Saya ingat waktu itu Romo mengatakan: “Orang hidup harus punya mimpi. Untuk meraih mimpi, orang harus berani menata hidupnya.”
Lalu romo mengajak saya untuk melihat kemampuan-kemampuan dalam diri saya. Hal yang paling mengejutkan dan membuat saya terhenyak ketika romo mengatakan bahwa saya adalah orang hebat, orang yang luar biasa, hanya belum bisa mengatur hidup.
Romo mengatakan kalau saya akan jadi orang yang sukses kalau mau mengatur hidup saya.
Romo ingat, setelah makan malam itu romo mengajak saya berdoa di depan gua Maria? Romo mendoakan saya dan memberkati saya. Saya waktu itu minta romo agar diizinkan berdoa sendiri dan tidur di situ; romo mengizinkan.
Romo, sejak saat itu saya merasa mendapatkan pencerahan dan kekuatan untuk menjalani hidup.

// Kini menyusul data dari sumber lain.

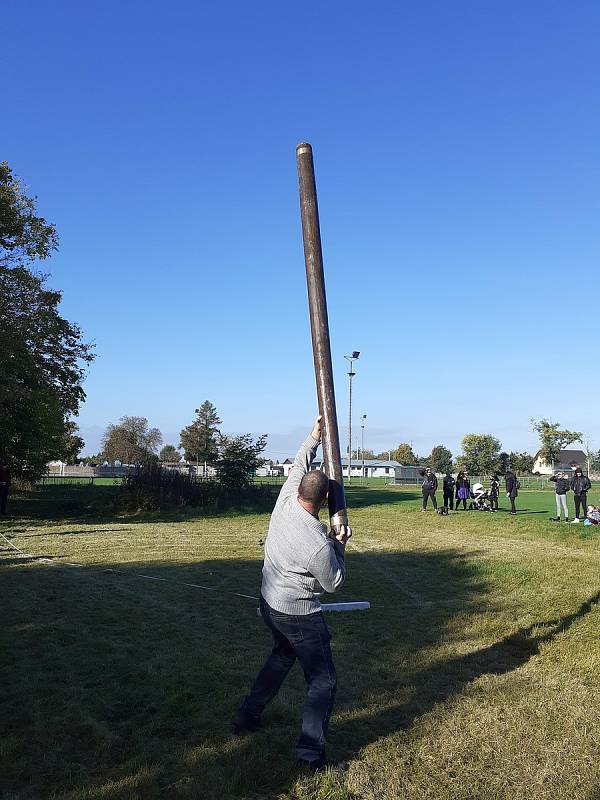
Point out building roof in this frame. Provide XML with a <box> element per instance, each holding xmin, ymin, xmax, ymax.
<box><xmin>536</xmin><ymin>449</ymin><xmax>587</xmax><ymax>464</ymax></box>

Romo, saya mulai buka usaha kecil-kecilan. Awalnya sulit sekali dan hampir putus asa, tetapi saya ingat pesan romo, harus tekun dan setia.

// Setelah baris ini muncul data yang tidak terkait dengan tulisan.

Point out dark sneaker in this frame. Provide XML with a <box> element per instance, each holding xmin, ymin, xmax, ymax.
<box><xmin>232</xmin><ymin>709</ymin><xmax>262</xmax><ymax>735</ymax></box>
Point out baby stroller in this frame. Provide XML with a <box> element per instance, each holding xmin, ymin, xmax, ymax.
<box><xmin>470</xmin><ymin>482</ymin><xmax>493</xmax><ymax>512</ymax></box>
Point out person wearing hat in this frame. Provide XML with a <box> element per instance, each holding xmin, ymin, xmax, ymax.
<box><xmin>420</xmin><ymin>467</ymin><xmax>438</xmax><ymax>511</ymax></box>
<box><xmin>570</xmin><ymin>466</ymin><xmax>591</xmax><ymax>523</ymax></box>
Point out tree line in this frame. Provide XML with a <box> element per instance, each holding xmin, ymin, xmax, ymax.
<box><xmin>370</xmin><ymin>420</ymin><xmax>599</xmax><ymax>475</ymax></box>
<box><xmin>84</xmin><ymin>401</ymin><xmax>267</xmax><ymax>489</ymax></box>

Entah bagaimana tanpa saya duga, saya bertemu dengan orang yang menawarkan kerja sama usaha. Saya diminta menjalankan usahanya. Saya tidak tahu bagaimana mungkin orang yang tidak saya kenal itu bisa percaya pada saya untuk menjalankan usahanya.
Beliau percaya pada saya hanya karena setiap hari saya menawarkan dagangan saya. Beliau tidak pernah beli tetapi saya selalu menawarkan dagangan saya.

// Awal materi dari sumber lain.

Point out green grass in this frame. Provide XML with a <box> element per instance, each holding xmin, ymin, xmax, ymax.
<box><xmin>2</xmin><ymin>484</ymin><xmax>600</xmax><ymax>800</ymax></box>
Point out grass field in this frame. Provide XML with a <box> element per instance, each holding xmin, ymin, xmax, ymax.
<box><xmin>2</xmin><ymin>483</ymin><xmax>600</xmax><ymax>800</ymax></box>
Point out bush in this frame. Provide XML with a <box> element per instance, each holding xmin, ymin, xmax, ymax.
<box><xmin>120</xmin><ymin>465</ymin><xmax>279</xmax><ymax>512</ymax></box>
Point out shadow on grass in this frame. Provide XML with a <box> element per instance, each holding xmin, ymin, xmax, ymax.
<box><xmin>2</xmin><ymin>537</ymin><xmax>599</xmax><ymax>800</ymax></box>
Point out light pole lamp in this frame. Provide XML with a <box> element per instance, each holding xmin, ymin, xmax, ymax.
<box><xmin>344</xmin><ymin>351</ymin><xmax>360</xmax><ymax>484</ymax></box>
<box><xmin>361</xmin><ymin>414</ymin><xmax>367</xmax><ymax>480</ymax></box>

Romo, hidup saya sungguh-sungguh berubah, saya sekarang sudah berkeluarga dan hidup mapan. Hidup saya penuh mukjizat.
Saya mengalami kasih Tuhan yang luar biasa. Sesuatu yang tidak pernah bisa saya pikirkan dan saya bayangkan. Kalau melihat semua yang saya alami, saya hanya bisa bersyukur dan bersyukur. Tuhan membuat sesuatu dalam hidup saya diluar nalar dan mimpi saya.”
Dia mengakhiri ceritanya.
Sampai dia pulang, saya tetap tidak bisa mengingat siapa dia sesungguhnya. Tapi pengalaman dia amat luar biasa bagi saya. Tuhan berkarya dengan cara luar biasa, seperti istilah yang dia gunakan, Tuhan berkarya di luar nalar dan mimpi manusia.
Sebagaimana kata St. Paulus dalam suratnya kepada umat di Efesus: “Dia sanggup melakukan jauh lebih banyak daripada yang dapat kita doakan atau kita pikirkan, seperti ternyata dari kuasa yang bekerja dalam kita.”